Wavenumber-explicit analysis for the Helmholtz $h$-BEM: error estimates and iteration counts for the Dirichlet problem

TL;DR

This paper provides sharp bounds on GMRES iteration counts and mesh size requirements for the Helmholtz boundary element method, ensuring error control and efficiency as the wavenumber increases, especially for analytic, curved obstacles.

Contribution

It establishes the first sharp bounds on GMRES iteration growth with wavenumber and on mesh refinement for the Helmholtz BEM in scattering problems.

Findings

GMRES iteration count grows linearly with wavenumber for analytic obstacles.

Mesh size must decrease proportionally to inverse wavenumber for quasi-optimality.

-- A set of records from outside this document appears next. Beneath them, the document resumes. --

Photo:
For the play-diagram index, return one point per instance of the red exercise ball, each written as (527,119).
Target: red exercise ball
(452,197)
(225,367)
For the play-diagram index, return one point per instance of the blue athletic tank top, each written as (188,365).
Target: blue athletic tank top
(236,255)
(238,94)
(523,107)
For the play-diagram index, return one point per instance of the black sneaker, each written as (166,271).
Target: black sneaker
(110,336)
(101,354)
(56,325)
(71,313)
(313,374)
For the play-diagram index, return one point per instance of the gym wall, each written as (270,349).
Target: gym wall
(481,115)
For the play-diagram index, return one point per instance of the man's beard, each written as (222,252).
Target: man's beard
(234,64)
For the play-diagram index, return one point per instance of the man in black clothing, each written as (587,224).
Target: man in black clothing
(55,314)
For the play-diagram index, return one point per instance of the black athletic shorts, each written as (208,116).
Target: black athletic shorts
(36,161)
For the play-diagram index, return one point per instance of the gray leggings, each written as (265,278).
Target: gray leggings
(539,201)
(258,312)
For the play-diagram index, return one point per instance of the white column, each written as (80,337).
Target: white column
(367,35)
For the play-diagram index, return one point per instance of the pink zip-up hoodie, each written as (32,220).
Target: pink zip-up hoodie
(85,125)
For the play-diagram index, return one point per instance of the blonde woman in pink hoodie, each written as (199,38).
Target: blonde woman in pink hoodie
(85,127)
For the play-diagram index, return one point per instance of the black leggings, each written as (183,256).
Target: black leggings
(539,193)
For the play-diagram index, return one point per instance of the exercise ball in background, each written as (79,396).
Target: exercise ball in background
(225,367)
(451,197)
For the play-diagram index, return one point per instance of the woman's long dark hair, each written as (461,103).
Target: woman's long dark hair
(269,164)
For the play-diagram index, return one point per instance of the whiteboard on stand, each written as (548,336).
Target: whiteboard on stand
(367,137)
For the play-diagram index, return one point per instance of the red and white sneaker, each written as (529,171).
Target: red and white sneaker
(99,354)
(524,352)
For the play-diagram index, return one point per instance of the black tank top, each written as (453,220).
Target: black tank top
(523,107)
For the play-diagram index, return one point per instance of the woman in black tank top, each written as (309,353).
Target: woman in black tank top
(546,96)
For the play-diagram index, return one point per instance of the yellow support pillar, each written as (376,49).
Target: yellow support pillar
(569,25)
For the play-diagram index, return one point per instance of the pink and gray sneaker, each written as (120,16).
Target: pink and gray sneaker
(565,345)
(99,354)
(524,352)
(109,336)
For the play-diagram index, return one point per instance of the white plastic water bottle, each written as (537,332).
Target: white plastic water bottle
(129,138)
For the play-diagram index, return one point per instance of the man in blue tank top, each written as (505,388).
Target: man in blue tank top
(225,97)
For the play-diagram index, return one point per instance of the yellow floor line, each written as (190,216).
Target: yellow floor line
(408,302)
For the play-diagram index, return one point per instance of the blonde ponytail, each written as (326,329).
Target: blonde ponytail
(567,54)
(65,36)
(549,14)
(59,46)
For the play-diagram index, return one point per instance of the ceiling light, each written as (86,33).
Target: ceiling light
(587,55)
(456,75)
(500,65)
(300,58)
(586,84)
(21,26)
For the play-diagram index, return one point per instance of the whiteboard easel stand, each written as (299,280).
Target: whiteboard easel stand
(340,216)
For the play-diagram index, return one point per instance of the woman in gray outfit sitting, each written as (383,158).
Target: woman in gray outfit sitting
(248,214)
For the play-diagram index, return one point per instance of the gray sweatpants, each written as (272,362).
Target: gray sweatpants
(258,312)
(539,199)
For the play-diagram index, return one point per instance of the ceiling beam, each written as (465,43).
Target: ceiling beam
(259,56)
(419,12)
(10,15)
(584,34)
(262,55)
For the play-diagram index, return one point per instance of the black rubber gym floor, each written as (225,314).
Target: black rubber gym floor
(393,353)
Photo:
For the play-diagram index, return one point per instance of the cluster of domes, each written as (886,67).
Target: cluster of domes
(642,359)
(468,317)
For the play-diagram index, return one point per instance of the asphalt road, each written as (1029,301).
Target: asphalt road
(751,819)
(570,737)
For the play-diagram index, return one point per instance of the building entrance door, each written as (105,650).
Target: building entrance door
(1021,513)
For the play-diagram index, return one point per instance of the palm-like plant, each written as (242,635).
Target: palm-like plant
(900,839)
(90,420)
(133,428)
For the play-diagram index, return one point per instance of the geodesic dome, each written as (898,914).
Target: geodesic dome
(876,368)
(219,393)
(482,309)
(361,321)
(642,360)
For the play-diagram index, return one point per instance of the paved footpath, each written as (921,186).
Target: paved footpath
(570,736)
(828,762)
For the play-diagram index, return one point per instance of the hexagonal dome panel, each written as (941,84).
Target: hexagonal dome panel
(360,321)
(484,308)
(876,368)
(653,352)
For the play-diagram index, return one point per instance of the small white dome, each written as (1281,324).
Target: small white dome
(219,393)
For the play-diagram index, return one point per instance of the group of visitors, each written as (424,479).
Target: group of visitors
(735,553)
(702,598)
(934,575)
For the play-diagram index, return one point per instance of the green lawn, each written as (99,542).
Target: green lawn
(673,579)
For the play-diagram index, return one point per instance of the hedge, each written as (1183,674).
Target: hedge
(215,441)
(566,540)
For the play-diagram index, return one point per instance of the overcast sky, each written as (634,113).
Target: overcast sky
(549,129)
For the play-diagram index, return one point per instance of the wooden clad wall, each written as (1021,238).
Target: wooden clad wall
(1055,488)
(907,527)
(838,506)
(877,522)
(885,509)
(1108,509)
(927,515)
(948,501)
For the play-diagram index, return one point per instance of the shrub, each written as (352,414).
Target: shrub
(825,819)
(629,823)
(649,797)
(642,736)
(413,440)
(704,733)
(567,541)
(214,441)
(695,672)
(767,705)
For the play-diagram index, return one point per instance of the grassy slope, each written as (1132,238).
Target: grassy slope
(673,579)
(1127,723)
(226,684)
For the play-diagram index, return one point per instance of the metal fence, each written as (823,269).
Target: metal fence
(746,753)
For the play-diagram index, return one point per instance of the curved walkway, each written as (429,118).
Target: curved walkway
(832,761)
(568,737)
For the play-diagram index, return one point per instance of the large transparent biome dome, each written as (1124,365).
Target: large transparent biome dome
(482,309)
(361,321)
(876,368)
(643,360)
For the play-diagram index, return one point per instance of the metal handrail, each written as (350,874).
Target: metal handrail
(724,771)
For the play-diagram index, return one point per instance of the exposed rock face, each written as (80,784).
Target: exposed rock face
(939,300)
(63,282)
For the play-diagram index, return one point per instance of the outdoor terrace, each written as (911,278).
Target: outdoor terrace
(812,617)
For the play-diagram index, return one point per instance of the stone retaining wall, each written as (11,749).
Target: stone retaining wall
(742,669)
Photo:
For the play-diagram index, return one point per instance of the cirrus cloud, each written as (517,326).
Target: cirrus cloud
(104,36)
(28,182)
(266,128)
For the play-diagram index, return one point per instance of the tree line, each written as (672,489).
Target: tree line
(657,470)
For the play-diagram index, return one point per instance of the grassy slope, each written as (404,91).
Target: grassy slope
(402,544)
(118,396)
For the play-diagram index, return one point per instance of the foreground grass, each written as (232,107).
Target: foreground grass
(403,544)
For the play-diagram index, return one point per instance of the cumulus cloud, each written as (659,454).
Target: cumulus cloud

New bounds are derived for nontrapping obstacles to maintain solution accuracy.

Abstract

We consider solving the exterior Dirichlet problem for the Helmholtz equation with the $h$-version of the boundary element method (BEM) using the standard second-kind combined-field integral equations. We prove a new, sharp bound on how the number of GMRES iterations must grow with the wavenumber $k$ to have the error in the iterative solution bounded independently of $k$ as $k\rightarrow \infty$ when the boundary of the obstacle is analytic and has strictly positive curvature. To our knowledge, this result is the first-ever sharp bound on how the number of GMRES iterations depends on the wavenumber for an integral equation used to solve a scattering problem. We also prove new bounds on how $h$ must decrease with $k$ to maintain $k$-independent quasi-optimality of the Galerkin solutions as $k \rightarrow \infty$ when the obstacle is nontrapping.